Khartum, die Hauptstadt von Sudan

Khartum liegt fast in der Mitte des Landes, wie du auf der Karte oben sehen kannst. Der Name Khartum bedeutet Elefantenrüssel, denn die Halbinsel der Stadt liegt wie das Ende eines Rüssels am Treffpunkt der beiden Nilflüsse.

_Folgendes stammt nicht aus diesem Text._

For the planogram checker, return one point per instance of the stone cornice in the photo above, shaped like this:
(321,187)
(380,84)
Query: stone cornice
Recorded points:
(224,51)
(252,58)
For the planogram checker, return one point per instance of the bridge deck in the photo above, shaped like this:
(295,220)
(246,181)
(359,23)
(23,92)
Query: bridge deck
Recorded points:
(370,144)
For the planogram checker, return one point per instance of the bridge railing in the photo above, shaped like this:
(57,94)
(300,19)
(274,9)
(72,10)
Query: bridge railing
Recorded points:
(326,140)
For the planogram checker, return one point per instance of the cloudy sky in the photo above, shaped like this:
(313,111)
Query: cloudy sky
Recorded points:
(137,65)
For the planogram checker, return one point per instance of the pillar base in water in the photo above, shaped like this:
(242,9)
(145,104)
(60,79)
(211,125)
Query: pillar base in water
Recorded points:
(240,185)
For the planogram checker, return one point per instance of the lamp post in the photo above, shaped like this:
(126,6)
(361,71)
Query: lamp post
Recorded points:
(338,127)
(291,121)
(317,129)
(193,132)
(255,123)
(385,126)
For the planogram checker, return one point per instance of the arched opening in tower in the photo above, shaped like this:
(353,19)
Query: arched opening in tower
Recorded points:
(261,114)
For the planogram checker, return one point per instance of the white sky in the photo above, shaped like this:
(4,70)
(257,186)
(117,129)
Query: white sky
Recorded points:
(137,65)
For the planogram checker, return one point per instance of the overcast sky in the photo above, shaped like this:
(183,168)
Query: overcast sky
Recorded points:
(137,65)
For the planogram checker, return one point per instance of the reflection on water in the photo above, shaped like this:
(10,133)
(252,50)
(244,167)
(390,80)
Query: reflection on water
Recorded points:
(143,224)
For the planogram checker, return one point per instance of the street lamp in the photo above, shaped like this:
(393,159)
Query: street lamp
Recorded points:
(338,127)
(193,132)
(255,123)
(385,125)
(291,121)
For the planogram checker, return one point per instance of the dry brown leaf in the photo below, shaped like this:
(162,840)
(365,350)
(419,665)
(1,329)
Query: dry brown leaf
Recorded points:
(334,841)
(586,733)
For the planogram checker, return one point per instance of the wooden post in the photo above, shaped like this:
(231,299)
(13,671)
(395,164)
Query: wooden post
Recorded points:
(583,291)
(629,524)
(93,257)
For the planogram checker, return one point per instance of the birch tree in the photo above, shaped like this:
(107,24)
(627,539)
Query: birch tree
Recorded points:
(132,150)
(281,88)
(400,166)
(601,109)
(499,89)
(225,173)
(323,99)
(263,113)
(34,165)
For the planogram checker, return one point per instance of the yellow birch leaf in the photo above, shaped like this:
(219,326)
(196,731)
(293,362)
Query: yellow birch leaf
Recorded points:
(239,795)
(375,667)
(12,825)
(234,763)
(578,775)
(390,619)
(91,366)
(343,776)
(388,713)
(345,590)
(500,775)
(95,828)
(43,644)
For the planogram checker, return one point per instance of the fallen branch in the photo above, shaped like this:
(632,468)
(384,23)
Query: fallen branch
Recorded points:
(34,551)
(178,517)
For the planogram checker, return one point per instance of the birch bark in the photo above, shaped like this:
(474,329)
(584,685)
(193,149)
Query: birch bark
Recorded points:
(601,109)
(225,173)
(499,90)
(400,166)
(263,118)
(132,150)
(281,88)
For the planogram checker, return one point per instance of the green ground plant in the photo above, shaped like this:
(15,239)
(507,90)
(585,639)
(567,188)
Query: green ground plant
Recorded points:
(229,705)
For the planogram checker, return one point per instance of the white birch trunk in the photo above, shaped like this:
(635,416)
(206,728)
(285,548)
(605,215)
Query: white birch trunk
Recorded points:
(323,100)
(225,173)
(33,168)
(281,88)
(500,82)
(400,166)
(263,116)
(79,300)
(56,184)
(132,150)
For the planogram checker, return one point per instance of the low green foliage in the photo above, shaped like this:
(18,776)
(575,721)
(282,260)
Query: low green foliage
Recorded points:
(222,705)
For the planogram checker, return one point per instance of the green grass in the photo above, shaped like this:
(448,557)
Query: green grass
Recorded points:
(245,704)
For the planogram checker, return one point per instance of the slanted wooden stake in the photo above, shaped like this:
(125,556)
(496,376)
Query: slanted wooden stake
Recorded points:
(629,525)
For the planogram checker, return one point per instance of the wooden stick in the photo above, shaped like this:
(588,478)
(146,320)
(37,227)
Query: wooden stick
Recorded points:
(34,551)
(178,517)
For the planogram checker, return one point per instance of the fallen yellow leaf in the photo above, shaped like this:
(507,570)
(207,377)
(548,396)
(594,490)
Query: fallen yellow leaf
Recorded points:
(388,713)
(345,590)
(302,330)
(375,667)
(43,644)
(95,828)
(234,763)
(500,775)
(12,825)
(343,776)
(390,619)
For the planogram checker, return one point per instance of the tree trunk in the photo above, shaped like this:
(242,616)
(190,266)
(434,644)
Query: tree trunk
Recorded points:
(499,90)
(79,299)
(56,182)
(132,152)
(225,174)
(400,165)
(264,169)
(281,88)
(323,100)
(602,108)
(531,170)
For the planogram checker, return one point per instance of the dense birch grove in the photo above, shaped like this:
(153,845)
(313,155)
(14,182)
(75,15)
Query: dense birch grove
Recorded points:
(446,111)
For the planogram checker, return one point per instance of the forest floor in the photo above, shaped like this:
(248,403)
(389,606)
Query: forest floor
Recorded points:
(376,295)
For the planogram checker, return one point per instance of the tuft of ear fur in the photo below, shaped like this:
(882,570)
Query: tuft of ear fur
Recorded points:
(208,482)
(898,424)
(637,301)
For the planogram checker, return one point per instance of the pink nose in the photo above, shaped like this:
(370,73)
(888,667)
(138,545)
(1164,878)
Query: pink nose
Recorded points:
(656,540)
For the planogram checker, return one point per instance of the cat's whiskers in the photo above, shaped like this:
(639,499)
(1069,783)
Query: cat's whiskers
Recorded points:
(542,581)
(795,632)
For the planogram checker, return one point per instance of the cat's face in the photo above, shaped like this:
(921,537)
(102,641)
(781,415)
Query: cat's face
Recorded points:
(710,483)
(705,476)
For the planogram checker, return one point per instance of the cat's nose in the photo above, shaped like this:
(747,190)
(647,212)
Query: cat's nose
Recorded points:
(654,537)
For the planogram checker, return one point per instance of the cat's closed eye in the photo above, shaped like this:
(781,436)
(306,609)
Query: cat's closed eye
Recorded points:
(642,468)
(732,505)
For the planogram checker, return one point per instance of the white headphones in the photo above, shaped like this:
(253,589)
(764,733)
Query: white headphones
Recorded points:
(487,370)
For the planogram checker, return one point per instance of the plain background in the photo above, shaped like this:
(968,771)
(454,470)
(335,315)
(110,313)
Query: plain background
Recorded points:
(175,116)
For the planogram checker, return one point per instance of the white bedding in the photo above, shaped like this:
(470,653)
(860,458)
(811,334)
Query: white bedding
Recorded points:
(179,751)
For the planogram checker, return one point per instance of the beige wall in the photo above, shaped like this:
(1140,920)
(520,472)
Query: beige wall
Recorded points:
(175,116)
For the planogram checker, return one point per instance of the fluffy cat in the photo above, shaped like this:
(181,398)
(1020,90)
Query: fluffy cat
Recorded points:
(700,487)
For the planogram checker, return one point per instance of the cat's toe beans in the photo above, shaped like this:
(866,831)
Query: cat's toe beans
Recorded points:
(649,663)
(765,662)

                Khartum, große Moschee (c) Bertramz

Der Blaue und der Weiße Nil vereinen sich hier zum Nil. Die Stadt hat viele Verwandlungen hinter sich. Sie wurde 1820 von osmanischen Vizekönigen als Militärlager gegründet. Nach vielen Aufständen und Überfällen flohen die Bewohner aus Khartum, der Ort wurde zu einer Geisterstadt. Später wurde die Stadt zu einem Zufluchtsort für Flüchtlinge. Heute ist Khartum wirtschaftliches und politisches Zentrum des Sudan. Mit etwa 2,7 Millionen Einwohnern ist sie eine moderne Großstadt mit Universitäten, Museen und riesigen Hotels. Durch die Öleinnahmen wuchs Khartum im letzten Jahrzehnt rasch, es setzte ein Bauboom ein. Teure Hotels und schicke Hochhäuser wurden errichtet. Doch mit der Abspaltung Südsudans und dem Verlust großer Erdölfelder platzte der Traum vom schnellen Reichtum.

Märkte in Karthum

Die Märkte in Karthum bieten alles an Getreie, Gemüse, Obst und Gewürzen, was im Land wächst. Auf den Straßenmärkten wird auch Brot, Kleidung und Kleinvieh verkauft.

               

Auf den Straßenmärkten arbeiten überwiegend Männer. Frauen betreiben Stände entlang der Straßen. Sie bieten verarbeitete Lebensmittel an und Tees. Frauen in der Öffentlichkeit werden nicht gern gesehen. Die Tee-Verkäuferinnen wurden bekannt aufgrund ihrer Rolle bei den letzten Aufständen im Jahr 2019. Sie verkauften Tee in Gläsern oder Bechern, dabei bildeten sie Anlaufstellen für Protestierer und waren deshalb nicht gern gesehen. 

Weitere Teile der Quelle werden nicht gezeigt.